それに全く気付かず部屋を出ていこうとする先輩に、僕はその件を伝えなくては、と慌てて席を立った。
廊下に出た先輩に声を掛けようと追いかけるが、出入口で足が止まる。
ちょうど通りかかった立花先輩が潮江先輩を呼び止めたところだったからだ。

「おい、文次郎。左の頬に墨が付いているぞ」

「えっ、本当か」

「ああ、間違えた。逆だ逆。どれ、大人しくしていろ」

手でごしごしとやや乱暴に手で頬を擦る潮江先輩を制止し、立花先輩は取り出した手拭いでその頬を拭う。
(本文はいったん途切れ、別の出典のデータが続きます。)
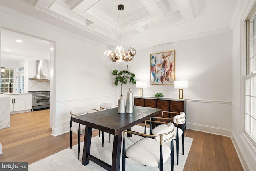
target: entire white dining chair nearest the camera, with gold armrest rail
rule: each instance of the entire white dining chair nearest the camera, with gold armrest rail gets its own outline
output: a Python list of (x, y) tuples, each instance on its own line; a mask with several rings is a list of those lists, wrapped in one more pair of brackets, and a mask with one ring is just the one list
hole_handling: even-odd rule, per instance
[[(145, 127), (146, 122), (145, 121)], [(150, 121), (154, 122), (154, 121)], [(163, 171), (164, 163), (171, 155), (171, 171), (174, 167), (173, 157), (173, 139), (174, 139), (174, 124), (164, 123), (166, 127), (155, 129), (154, 135), (142, 134), (133, 131), (124, 131), (135, 135), (144, 136), (144, 138), (132, 144), (126, 149), (125, 147), (125, 135), (123, 133), (123, 149), (122, 149), (122, 170), (125, 171), (126, 158), (132, 159), (145, 166), (158, 167), (160, 171)], [(153, 137), (153, 138), (152, 138)], [(132, 138), (132, 137), (131, 137)], [(155, 138), (155, 139), (154, 139)], [(171, 142), (171, 147), (164, 142)]]

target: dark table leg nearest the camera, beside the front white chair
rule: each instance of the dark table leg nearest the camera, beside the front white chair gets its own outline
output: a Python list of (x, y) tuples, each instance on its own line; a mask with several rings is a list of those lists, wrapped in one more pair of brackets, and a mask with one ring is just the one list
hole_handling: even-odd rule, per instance
[(112, 151), (112, 171), (119, 171), (121, 157), (122, 133), (114, 136), (113, 151)]

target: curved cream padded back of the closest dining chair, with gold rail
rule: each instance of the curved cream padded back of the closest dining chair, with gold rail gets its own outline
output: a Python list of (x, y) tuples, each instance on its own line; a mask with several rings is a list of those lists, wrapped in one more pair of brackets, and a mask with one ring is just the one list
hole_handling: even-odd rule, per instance
[[(172, 122), (169, 122), (166, 127), (159, 127), (160, 129), (155, 128), (154, 135), (169, 133), (167, 135), (162, 136), (162, 142), (168, 142), (171, 141), (174, 137), (174, 125)], [(160, 136), (156, 137), (156, 141), (160, 142)]]

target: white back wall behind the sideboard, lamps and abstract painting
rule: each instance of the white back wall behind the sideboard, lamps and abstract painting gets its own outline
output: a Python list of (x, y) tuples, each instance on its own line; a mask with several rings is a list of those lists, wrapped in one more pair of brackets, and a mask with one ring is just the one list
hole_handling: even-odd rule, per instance
[[(231, 135), (232, 117), (232, 32), (194, 38), (137, 50), (134, 60), (124, 62), (136, 74), (137, 81), (146, 81), (143, 95), (178, 98), (174, 85), (150, 85), (150, 54), (175, 50), (176, 80), (188, 80), (184, 89), (187, 99), (187, 128), (220, 135)], [(125, 85), (124, 92), (135, 85)]]

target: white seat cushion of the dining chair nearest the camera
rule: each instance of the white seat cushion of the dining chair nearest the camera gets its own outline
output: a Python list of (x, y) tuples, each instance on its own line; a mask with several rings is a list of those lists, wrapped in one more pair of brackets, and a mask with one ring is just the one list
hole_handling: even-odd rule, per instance
[[(162, 144), (163, 162), (165, 163), (171, 154), (171, 149), (166, 144)], [(160, 143), (152, 138), (142, 138), (128, 149), (126, 156), (143, 165), (158, 167), (160, 157)]]

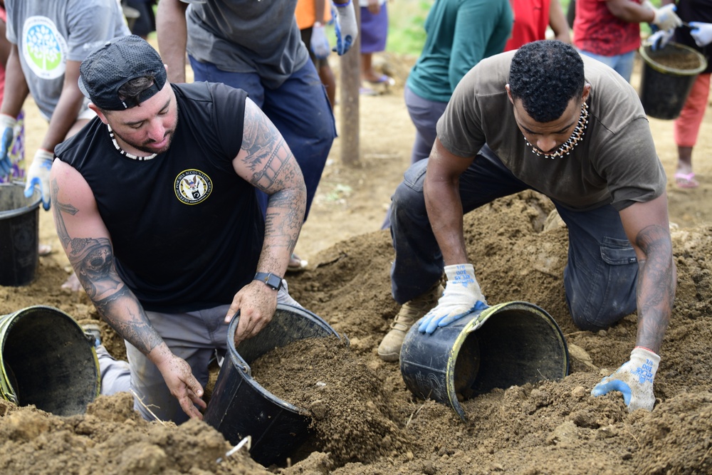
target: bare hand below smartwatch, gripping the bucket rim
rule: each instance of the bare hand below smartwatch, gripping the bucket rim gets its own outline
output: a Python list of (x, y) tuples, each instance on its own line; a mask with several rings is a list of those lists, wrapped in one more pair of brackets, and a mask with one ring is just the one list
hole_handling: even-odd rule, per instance
[(277, 291), (264, 282), (252, 281), (241, 288), (225, 317), (225, 323), (234, 317), (240, 319), (235, 330), (235, 345), (260, 333), (272, 320), (276, 308)]

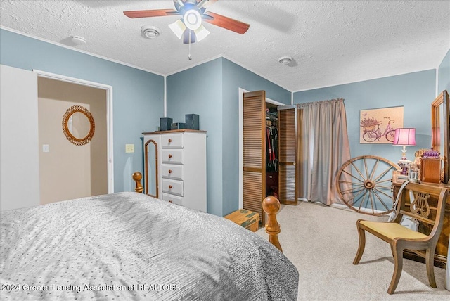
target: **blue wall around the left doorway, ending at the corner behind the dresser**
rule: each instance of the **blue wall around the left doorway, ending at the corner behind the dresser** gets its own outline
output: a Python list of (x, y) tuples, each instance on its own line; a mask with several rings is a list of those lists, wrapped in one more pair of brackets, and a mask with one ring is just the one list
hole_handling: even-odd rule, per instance
[[(134, 191), (131, 174), (142, 170), (142, 132), (156, 129), (164, 113), (164, 77), (0, 30), (0, 63), (113, 86), (115, 191)], [(135, 153), (125, 153), (134, 143)], [(106, 174), (105, 174), (106, 177)]]

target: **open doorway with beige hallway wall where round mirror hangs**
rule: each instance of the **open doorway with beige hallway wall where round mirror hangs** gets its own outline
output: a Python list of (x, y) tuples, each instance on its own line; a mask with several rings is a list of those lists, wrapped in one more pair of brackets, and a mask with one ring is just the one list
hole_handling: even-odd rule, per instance
[[(38, 72), (41, 205), (113, 193), (111, 95), (112, 87)], [(63, 116), (72, 108), (91, 113), (89, 143), (74, 143), (63, 133)]]

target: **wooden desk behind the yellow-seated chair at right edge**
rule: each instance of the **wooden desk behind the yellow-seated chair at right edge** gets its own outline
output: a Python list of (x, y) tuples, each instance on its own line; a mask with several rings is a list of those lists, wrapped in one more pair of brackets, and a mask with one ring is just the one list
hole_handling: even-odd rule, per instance
[[(401, 184), (405, 181), (404, 179), (399, 179), (397, 172), (393, 172), (392, 174), (392, 192), (394, 194), (394, 200), (397, 198), (397, 194), (399, 193)], [(429, 184), (427, 185), (433, 185), (433, 186), (444, 186), (449, 187), (448, 184)], [(436, 200), (429, 199), (430, 202), (430, 209), (431, 212), (436, 212), (436, 210), (433, 210), (432, 206), (436, 205), (433, 202), (436, 202)], [(430, 233), (430, 227), (428, 225), (422, 224), (419, 222), (418, 231), (421, 233)], [(444, 214), (444, 225), (442, 226), (441, 235), (439, 236), (439, 240), (437, 241), (436, 245), (436, 252), (435, 252), (435, 267), (442, 267), (446, 268), (446, 262), (447, 262), (447, 254), (449, 251), (449, 236), (450, 236), (450, 196), (447, 198), (446, 206), (445, 206), (445, 214)], [(405, 250), (403, 253), (404, 258), (408, 258), (409, 260), (415, 260), (418, 262), (425, 262), (425, 259), (423, 257), (420, 257), (416, 253)]]

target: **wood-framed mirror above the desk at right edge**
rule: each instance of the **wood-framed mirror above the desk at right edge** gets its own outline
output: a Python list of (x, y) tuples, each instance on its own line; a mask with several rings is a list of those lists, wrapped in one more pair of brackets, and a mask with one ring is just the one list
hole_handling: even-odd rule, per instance
[[(449, 183), (450, 177), (450, 103), (449, 93), (444, 90), (431, 103), (431, 147), (439, 151), (443, 158), (444, 167), (441, 182)], [(443, 140), (443, 141), (442, 141)]]

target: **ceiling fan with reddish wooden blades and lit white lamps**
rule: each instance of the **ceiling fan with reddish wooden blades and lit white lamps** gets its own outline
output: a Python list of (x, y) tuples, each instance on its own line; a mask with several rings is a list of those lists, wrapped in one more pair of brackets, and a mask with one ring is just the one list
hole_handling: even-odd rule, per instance
[(162, 17), (165, 15), (181, 15), (180, 20), (169, 25), (170, 29), (184, 44), (201, 41), (210, 32), (203, 26), (202, 20), (212, 25), (244, 34), (250, 25), (224, 15), (206, 11), (207, 6), (217, 0), (174, 0), (175, 9), (151, 9), (147, 11), (124, 11), (129, 18)]

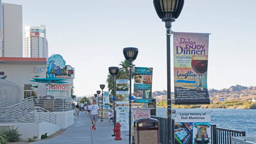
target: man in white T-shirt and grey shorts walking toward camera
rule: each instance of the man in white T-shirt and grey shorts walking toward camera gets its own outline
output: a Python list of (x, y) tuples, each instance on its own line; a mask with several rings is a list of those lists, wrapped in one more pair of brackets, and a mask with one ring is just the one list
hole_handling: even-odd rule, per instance
[[(91, 117), (92, 121), (92, 129), (96, 130), (96, 121), (98, 120), (98, 115), (99, 115), (99, 106), (96, 104), (96, 100), (92, 100), (92, 105), (90, 106), (90, 114), (89, 117)], [(94, 123), (93, 123), (94, 121)]]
その様子を僕はただ黙って見ていた。そうする他なかった。
立花先輩が羨ましかった。潮江先輩とのあの距離に入り、触れられる立花先輩がどうしようもなく羨ましかった。
それに引き換え、声を掛けようとした時、その動作に添えるように自然と上がったままになっている僕の右手のなんと惨めな事だろうか。
そこからできる事などなく、諦める他なかった。

「田村先輩、何戸の前で突っ立ってんですかぁ?」

その所在ない右手は、覗き込んでくる神崎の頭に振り落とした。何するんですかあ、と頭を押さえて抗議する神崎を見て、少し右手が報われた気がした。